One of the classic problems used to evaluate how well lay people perform probabilistic updating is the "Blue/Green Cab accident problem" (or equivalently with buses). The problem is usually expressed as follows:
A cab was involved in a hit-and-run accident at night. Two cab companies, the Green and the Blue, operate in the city.
90% of the cabs in the city are Green and 10% are Blue.
A witness identified the cab as Blue. The court tested the reliability of the witness under the circumstances that existed on the night of the accident and concluded that the witness correctly identified each of the two colours 80% of the time and failed 20% of the time.
What is the probability that the cab involved in the accident was Blue rather than Green?
A major finding of the original study was that many participants neglected the population base rate data (i.e. that 90% of the cabs are Green) entirely in their final estimate, simply giving the witness’s accuracy (80%) as their answer.
However, what was not considered in this and similar studies was any uncertainty about the witness reliability (this is called second order uncertainty). If the 80% figure was based on 80 correct answers in 100 then the 80% estimate seems reasonable. But what if it was based only on 5 tests in which the witness was correct in 4? In that case there is much more uncertainty about the "80%" figure; using a Bayesian network model to get the correct 'nomative' solution, it can be shown that while the witness's report does increase the probability of the cab being Blue, it simultaneously decreases our estimate of their future accuracy (because Blue cabs are so uncommon).

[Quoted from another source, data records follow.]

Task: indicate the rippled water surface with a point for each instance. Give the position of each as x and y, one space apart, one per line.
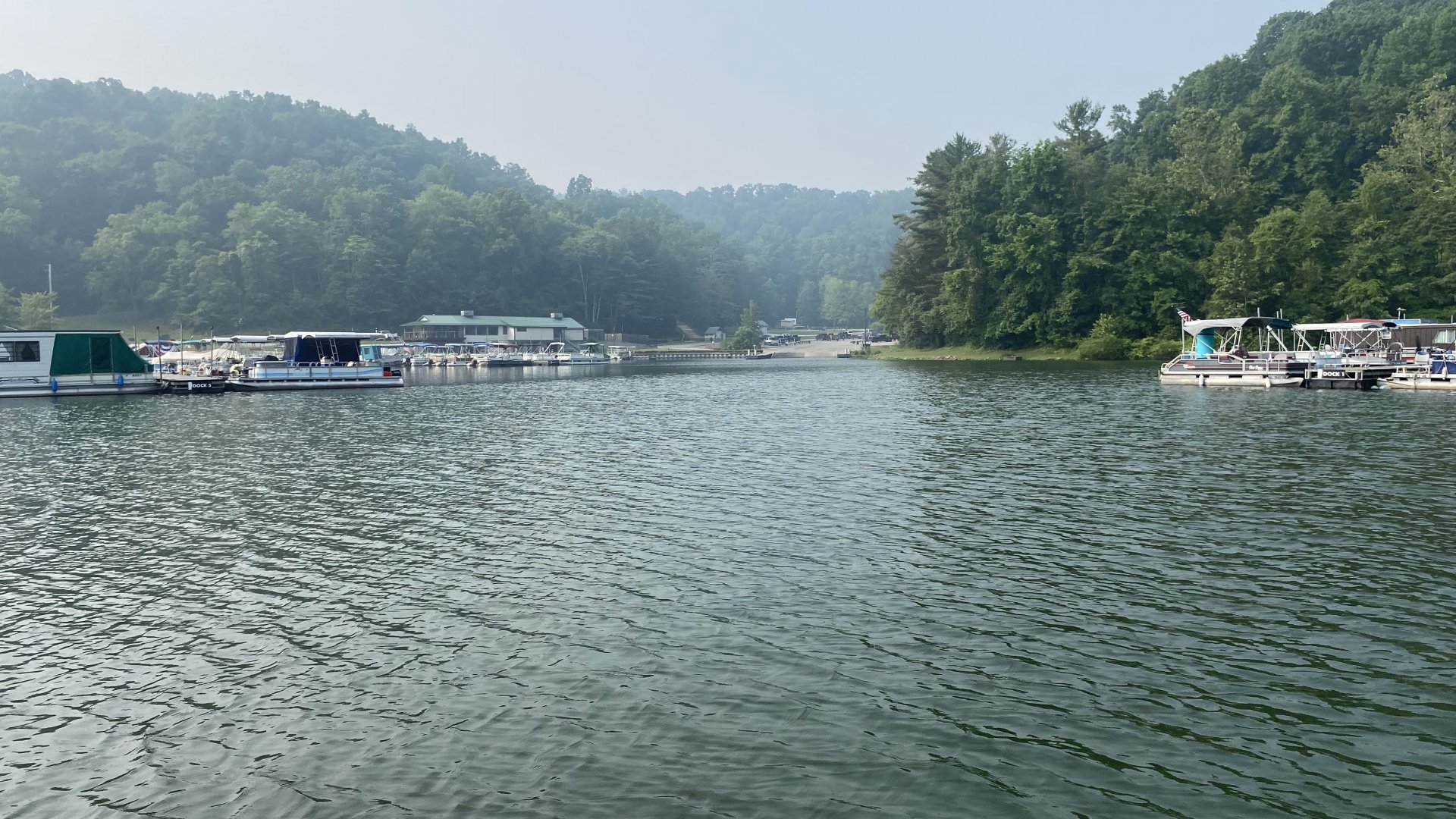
770 589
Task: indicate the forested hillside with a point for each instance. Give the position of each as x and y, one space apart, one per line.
811 254
262 213
1313 174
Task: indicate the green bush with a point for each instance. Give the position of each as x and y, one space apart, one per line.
1103 349
1155 349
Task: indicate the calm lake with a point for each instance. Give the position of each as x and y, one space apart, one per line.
769 589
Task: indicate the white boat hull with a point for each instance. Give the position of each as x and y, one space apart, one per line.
274 376
273 384
1420 382
1231 379
139 384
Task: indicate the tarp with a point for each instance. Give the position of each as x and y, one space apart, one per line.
80 353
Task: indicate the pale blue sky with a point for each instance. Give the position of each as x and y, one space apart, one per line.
658 93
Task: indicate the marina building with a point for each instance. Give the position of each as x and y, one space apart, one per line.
466 328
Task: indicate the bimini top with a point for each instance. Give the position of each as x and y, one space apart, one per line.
1194 328
315 334
1345 327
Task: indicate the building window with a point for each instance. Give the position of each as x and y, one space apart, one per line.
12 352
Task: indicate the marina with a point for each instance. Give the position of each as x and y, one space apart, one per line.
644 596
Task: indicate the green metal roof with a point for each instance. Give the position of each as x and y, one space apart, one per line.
507 321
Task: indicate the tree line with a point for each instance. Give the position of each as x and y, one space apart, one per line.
811 254
1312 174
256 212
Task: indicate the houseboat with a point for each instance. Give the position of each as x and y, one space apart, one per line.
1238 352
315 360
72 363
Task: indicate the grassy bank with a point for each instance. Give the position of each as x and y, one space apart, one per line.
967 353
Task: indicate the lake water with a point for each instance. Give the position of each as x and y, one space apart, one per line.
791 588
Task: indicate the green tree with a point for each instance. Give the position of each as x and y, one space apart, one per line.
748 335
9 308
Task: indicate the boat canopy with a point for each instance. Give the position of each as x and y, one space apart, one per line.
315 334
1245 322
1345 327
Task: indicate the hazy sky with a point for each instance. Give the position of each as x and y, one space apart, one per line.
658 93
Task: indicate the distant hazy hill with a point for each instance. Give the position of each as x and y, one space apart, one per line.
262 212
814 254
1313 174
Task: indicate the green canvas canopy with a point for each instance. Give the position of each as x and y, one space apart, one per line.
82 353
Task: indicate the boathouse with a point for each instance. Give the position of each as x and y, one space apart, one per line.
468 327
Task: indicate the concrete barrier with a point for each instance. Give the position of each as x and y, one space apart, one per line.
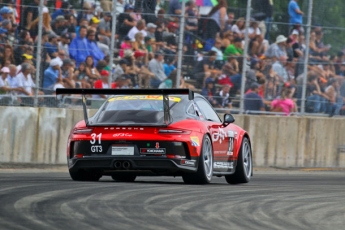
39 136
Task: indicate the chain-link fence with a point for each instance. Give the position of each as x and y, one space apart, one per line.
254 57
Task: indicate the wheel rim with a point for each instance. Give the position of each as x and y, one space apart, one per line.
208 159
247 159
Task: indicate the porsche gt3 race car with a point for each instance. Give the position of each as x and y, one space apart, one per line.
169 132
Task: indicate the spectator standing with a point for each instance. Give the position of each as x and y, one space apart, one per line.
224 97
126 22
174 8
30 14
94 50
52 74
279 67
296 15
78 48
140 27
235 49
204 68
25 79
216 23
64 42
209 92
277 49
252 100
104 31
284 103
64 9
157 68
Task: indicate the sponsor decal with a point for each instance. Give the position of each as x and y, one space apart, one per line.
195 141
96 149
152 151
219 135
122 135
143 97
223 165
188 162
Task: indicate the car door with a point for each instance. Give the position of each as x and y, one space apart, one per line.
219 135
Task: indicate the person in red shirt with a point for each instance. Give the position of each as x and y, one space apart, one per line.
103 83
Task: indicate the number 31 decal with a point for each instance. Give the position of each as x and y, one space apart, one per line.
93 136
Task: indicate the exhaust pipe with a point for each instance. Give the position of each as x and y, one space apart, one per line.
126 164
117 164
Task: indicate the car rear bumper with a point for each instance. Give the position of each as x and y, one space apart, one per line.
132 163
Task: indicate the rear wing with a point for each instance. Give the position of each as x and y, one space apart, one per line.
164 92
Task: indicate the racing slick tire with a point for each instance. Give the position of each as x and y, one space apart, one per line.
124 178
205 167
81 175
244 168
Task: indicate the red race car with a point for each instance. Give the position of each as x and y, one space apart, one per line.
169 132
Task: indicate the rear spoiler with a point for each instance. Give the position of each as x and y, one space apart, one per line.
164 92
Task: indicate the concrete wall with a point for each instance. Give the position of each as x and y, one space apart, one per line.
39 135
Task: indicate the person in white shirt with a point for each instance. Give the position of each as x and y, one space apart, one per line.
24 77
139 28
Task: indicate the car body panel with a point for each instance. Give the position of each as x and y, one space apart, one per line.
152 148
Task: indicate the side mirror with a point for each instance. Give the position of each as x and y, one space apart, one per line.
228 119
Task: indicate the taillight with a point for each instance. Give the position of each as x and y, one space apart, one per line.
173 131
82 130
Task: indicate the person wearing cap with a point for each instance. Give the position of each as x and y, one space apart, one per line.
252 100
284 103
59 25
140 27
174 8
25 79
94 22
126 22
235 49
4 86
209 92
335 100
151 30
78 49
296 15
65 9
279 67
277 49
64 42
121 68
157 68
104 30
52 46
30 14
52 74
5 13
93 47
125 45
224 99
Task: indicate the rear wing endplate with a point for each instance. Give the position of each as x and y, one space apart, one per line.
164 92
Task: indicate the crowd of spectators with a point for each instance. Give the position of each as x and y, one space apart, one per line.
76 47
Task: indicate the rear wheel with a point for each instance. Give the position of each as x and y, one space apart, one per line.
82 175
244 166
124 178
205 166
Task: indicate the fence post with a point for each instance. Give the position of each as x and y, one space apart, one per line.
244 66
112 43
180 44
38 54
306 58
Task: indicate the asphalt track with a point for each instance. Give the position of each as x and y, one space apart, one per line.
274 199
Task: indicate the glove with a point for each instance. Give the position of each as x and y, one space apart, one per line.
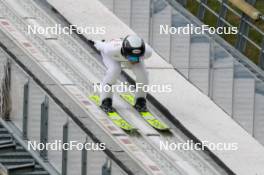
91 42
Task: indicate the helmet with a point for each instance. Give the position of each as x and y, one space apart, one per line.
133 47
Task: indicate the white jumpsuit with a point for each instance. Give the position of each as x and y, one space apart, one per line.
112 58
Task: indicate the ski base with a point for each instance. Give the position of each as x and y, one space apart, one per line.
147 116
114 116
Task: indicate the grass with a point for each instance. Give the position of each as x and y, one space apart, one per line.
250 51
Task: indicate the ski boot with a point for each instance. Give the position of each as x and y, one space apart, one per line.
107 105
141 105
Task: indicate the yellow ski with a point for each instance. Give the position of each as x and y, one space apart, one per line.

A new paper by lead author Stephen Dewitt that addresses how well lay people reason about this second order uncertainty has been published in Frontiers in Psychology. It was based on a study of 131 participants, who were asked to update their estimates of both the probability the cab involved was Blue, as well as the witness's accuracy, after they claim it was Blue. While some participants responded normatively, most wrongly assumed that one of the probabilities was a certainty; for example, a quarter assumed the cab was Green, and thus the witness was wrong, decreasing their estimate of their accuracy. Half of the participants refused to make any change to the witness reliability estimate.